Autor: Guo, Hua, Kommidi, Harikrishna, Vedvyas, Yogindra, McCloskey, Jaclyn E., Zhang, Weiqi, Chen, Nandi, Nurili, Fuad, Wu, Amy P., Sayman, Haluk B., Akin, Oguz, Rodriguez, Erik A., Aras, Omer, Jin, Moonsoo M., Ting, Richard
Jazyk: angličtina
Rok vydání: 2019
Předmět:
Popis: Clinical trials that involve genome-edited-cells are growing in popularity, where CAR-T immunotherapy and CRISPR editing are more recognized strategies. Genetic reporters are needed to localize the molecular events that these cells cause in patients. Specifically, a non-immunogenic genetic reporter is urgently needed as current reporters are immunogenic due to derivation from non-human sources. Prostate-specific membrane antigen (PSMA) is potentially non-immunogenic due to its natural, low-level expression in select tissues (self-MHC display). PSMA overexpression on human prostate adenocarcinoma is also visible with certain contrast.

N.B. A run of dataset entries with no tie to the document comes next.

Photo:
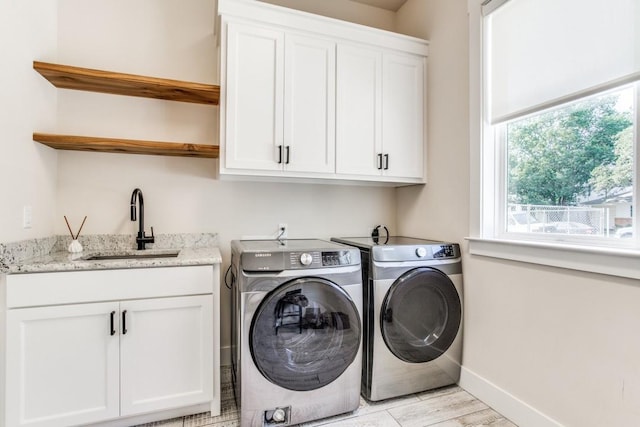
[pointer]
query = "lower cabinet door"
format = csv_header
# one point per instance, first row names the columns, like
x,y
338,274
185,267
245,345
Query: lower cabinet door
x,y
64,365
166,347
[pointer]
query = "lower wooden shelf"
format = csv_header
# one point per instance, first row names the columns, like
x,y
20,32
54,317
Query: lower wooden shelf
x,y
112,145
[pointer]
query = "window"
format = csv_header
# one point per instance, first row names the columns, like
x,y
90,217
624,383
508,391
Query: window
x,y
559,150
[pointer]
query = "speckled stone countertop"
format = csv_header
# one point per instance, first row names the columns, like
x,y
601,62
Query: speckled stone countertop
x,y
50,254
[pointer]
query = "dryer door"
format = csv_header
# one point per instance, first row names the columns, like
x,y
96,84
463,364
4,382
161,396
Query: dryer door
x,y
420,315
305,334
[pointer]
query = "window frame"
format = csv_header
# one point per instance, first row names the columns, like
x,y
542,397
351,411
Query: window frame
x,y
488,153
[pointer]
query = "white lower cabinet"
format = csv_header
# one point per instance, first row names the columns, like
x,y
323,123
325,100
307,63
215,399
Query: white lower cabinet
x,y
85,363
62,365
165,354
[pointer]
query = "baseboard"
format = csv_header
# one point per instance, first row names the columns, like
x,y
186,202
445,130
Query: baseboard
x,y
508,405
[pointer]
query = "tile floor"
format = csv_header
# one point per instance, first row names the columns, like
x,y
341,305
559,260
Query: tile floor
x,y
444,407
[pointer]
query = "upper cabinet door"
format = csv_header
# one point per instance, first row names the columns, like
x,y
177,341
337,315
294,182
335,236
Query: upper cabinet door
x,y
309,107
359,111
403,112
254,97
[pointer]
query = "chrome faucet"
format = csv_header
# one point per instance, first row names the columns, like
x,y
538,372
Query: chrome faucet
x,y
142,239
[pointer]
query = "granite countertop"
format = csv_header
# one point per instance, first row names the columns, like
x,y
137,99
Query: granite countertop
x,y
193,249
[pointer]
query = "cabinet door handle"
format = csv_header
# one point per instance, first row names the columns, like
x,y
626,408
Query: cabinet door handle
x,y
113,328
124,322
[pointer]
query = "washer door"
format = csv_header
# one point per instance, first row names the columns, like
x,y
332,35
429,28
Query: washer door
x,y
305,334
420,315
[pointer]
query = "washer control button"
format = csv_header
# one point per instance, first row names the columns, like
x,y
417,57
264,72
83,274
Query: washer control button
x,y
306,259
279,414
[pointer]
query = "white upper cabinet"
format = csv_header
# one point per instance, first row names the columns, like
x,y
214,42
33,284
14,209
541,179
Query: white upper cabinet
x,y
359,110
254,98
309,97
403,116
309,106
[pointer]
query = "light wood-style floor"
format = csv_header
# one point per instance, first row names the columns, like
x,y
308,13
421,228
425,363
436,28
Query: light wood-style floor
x,y
444,407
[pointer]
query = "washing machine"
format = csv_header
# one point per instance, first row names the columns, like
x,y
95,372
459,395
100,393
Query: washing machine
x,y
296,330
412,321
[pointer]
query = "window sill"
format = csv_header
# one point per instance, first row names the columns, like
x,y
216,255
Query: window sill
x,y
609,261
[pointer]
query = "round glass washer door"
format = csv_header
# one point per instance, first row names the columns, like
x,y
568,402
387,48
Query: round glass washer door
x,y
420,315
305,334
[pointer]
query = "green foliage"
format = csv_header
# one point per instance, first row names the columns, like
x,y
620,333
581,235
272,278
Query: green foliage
x,y
553,155
618,174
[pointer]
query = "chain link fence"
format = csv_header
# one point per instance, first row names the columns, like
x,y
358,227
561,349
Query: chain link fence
x,y
558,219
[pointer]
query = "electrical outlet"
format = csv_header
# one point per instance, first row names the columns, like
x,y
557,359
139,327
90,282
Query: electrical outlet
x,y
27,216
283,231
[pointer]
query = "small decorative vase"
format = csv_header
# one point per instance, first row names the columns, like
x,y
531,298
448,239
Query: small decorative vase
x,y
75,246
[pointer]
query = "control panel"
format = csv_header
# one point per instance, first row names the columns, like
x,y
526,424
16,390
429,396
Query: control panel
x,y
445,251
317,259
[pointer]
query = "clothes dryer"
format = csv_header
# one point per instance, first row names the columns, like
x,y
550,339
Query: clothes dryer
x,y
296,338
412,319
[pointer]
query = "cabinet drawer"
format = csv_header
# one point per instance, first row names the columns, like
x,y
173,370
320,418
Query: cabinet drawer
x,y
71,287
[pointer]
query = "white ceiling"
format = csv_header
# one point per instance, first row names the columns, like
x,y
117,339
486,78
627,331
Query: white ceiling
x,y
392,5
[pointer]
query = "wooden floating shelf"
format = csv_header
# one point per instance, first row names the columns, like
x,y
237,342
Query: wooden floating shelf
x,y
112,145
68,77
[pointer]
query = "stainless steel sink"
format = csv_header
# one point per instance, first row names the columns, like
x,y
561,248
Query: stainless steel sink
x,y
131,255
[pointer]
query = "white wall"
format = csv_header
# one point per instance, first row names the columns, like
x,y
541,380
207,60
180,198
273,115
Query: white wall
x,y
440,209
543,346
175,39
27,104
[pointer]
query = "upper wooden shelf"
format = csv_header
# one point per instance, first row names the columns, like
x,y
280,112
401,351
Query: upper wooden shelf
x,y
68,77
113,145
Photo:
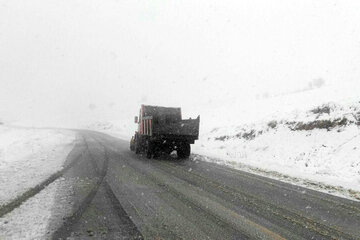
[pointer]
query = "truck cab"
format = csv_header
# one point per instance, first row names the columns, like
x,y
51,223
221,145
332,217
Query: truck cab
x,y
162,129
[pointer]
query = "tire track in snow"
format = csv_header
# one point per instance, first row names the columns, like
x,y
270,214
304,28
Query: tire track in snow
x,y
35,190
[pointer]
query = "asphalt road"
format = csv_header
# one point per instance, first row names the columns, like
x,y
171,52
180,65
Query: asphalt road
x,y
120,195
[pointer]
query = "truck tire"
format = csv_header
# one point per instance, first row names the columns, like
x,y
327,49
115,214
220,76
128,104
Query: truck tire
x,y
149,150
184,150
137,147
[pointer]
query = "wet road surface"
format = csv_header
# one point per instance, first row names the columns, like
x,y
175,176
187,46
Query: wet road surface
x,y
121,195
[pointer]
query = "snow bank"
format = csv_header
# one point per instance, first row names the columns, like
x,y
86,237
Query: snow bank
x,y
321,144
29,156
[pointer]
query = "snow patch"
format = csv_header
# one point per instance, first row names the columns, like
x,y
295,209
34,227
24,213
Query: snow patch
x,y
28,156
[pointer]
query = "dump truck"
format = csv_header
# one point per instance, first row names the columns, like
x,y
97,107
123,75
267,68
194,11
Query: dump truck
x,y
162,130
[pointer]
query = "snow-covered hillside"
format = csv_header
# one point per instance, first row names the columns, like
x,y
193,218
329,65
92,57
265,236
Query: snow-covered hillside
x,y
321,144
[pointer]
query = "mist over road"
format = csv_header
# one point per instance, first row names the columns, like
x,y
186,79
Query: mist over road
x,y
123,195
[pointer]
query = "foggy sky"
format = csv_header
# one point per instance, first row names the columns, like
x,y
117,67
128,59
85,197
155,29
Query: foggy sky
x,y
58,57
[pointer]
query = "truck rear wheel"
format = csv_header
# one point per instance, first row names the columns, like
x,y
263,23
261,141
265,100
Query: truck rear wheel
x,y
137,147
183,151
149,149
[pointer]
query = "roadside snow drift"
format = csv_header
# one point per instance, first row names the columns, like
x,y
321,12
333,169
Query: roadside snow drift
x,y
321,144
29,156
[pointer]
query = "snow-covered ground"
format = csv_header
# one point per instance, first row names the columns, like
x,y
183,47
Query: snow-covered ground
x,y
28,156
41,215
320,145
307,134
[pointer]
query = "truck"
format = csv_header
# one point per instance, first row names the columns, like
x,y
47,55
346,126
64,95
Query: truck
x,y
162,130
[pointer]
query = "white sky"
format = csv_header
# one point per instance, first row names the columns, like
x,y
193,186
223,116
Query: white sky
x,y
58,56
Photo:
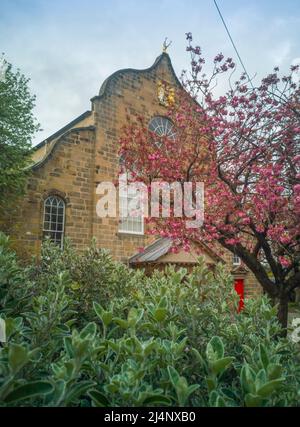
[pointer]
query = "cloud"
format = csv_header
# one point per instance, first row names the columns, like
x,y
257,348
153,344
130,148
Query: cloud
x,y
69,48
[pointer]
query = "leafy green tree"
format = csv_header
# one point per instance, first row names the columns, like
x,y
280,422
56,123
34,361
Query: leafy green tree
x,y
17,127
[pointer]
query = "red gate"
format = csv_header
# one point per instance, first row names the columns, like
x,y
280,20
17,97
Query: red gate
x,y
239,288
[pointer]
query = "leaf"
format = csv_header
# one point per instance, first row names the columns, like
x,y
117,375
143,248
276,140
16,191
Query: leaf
x,y
214,349
98,309
247,379
122,323
68,346
134,316
78,390
260,379
253,400
89,331
36,388
99,399
17,357
221,365
274,371
263,356
160,314
270,386
174,376
157,400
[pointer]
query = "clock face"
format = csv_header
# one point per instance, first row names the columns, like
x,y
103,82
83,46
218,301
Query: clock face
x,y
162,126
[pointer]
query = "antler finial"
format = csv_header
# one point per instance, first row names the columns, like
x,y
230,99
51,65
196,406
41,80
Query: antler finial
x,y
166,44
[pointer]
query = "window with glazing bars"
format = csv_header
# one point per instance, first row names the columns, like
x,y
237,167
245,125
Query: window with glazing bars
x,y
54,219
132,224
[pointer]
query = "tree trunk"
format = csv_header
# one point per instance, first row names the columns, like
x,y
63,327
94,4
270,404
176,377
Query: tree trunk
x,y
282,313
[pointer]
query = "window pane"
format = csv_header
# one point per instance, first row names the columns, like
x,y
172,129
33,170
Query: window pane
x,y
53,223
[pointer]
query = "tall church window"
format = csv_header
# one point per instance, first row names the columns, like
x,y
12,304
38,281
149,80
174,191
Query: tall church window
x,y
236,260
131,224
54,219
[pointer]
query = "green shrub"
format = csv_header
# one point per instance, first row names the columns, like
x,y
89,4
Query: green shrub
x,y
83,330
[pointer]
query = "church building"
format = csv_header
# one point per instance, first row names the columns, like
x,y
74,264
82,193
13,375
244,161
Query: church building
x,y
61,197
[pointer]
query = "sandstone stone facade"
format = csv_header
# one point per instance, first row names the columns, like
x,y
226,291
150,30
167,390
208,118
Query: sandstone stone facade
x,y
73,161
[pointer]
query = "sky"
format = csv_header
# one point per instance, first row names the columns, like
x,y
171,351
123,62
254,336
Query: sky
x,y
69,47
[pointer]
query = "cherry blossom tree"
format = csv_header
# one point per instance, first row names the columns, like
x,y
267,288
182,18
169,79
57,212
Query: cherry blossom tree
x,y
245,147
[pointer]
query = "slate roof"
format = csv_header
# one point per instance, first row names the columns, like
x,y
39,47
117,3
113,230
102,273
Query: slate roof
x,y
161,247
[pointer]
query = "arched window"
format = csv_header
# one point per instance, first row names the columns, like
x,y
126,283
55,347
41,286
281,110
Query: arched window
x,y
162,127
54,219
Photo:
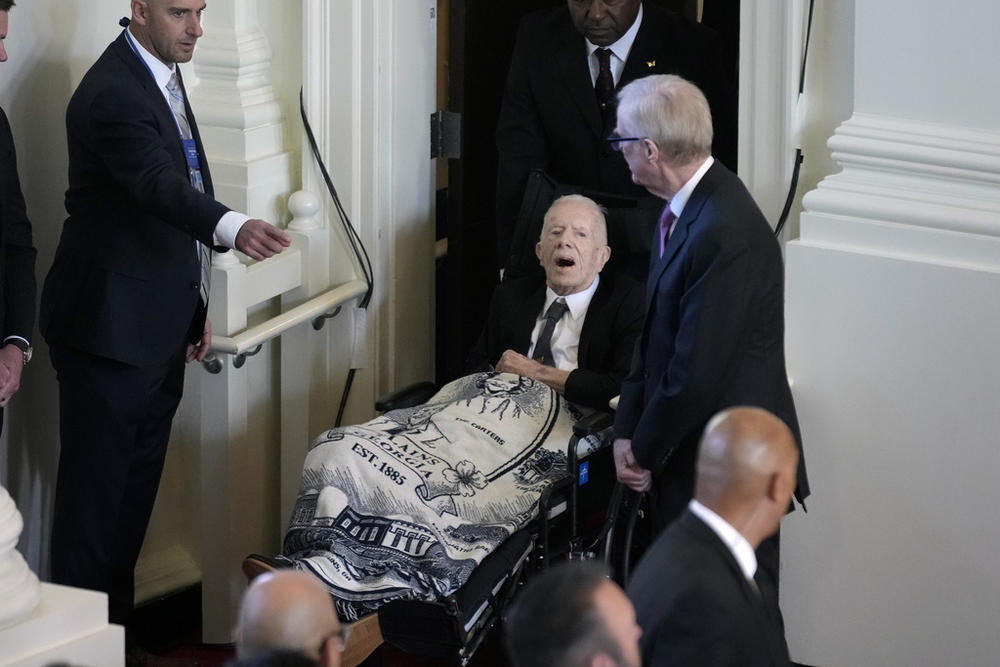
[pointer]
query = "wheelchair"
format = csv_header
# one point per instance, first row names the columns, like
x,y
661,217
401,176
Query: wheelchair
x,y
578,515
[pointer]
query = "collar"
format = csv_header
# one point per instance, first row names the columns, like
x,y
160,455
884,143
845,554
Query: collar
x,y
161,72
622,47
578,302
737,544
679,200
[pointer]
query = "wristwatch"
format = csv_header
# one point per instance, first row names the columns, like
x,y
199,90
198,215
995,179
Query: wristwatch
x,y
26,349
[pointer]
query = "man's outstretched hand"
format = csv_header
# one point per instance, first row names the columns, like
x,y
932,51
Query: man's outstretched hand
x,y
259,239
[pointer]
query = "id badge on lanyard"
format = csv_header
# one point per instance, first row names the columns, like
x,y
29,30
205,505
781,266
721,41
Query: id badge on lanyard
x,y
194,166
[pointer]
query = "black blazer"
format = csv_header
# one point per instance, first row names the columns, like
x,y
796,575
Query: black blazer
x,y
714,334
550,118
17,254
696,608
610,329
124,282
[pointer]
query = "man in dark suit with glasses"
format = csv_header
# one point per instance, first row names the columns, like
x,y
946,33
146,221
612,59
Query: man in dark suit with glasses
x,y
558,104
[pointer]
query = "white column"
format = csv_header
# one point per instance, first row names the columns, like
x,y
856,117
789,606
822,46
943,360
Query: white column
x,y
893,309
369,78
19,587
241,125
238,112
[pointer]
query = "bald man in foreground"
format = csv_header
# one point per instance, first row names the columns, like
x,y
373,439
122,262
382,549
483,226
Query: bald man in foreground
x,y
695,595
288,612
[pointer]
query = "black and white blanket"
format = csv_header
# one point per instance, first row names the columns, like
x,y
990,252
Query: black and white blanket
x,y
409,503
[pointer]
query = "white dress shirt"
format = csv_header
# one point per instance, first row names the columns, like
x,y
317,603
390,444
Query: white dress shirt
x,y
738,545
679,200
619,52
229,224
566,335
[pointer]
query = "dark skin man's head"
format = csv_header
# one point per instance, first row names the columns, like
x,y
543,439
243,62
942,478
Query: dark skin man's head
x,y
603,22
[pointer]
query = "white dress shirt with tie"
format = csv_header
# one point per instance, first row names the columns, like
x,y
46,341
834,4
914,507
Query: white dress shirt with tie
x,y
566,336
619,52
230,223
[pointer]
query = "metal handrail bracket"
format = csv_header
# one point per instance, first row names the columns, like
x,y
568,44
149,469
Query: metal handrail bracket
x,y
258,334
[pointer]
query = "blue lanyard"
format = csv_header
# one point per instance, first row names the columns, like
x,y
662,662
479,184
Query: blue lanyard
x,y
190,148
138,55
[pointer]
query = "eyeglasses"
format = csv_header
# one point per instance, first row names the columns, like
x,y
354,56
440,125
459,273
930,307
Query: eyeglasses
x,y
616,142
342,634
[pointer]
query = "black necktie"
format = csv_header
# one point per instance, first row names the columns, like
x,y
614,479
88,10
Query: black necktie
x,y
175,97
604,87
543,346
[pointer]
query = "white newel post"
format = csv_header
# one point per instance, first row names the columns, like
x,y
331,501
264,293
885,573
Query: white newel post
x,y
893,309
241,126
303,350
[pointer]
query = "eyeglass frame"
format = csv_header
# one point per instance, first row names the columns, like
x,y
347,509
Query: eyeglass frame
x,y
616,142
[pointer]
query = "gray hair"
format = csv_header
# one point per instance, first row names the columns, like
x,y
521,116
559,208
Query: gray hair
x,y
673,113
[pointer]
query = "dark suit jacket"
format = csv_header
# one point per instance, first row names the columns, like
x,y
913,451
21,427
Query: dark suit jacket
x,y
550,118
610,329
695,607
714,334
17,254
124,282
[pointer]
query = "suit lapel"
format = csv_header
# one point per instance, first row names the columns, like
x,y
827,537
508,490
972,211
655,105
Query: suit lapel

We exploit these properties in a transduced, two-component, Human-Derived, Genetic, Positron-emitting and Fluorescent (HD-GPF) reporter system. Mechanistically analogous to the luciferase/luciferin reporter, PSMA is genetically encoded into non-PSMA expressing 8505C cells and tracked with ACUPA-Cy3-BF3, a single, systemically injected small-molecule that delivers both positron emitting fluoride ((18)F) and a fluorophore (Cy3) to report on PSMA expression. PSMA-lentivirus transduced tissues become visible by Cy3 fluorescence, [(18)F]-PET and ɣ-scintillated biodistribution. HD-GPF is visible at sub-cellular resolution, while a reduced PET background is achieved in vivo, due to rapid ACUPA-Cy3-BF3 renal excretion. Co-transduction with luciferase and GFP show specific advantages over popular genetic reporters in advanced murine models including: A ‘mosaic’ model of solid-tumor intratumoral heterogeneity, and a survival model for observing post-surgical recurrence. We report an advanced genetic reporter that is useful for tracking genetically modified cells from the deep tissue to the microscopic level by PET and fluorescence. This reporter system is potentially non-immunogenic and will therefore be useful in human studies. Due to derivation from prostate adenocarcinoma, translational ACUPA-Cy3-BF3 potential in radical prostatectomy is demonstrated.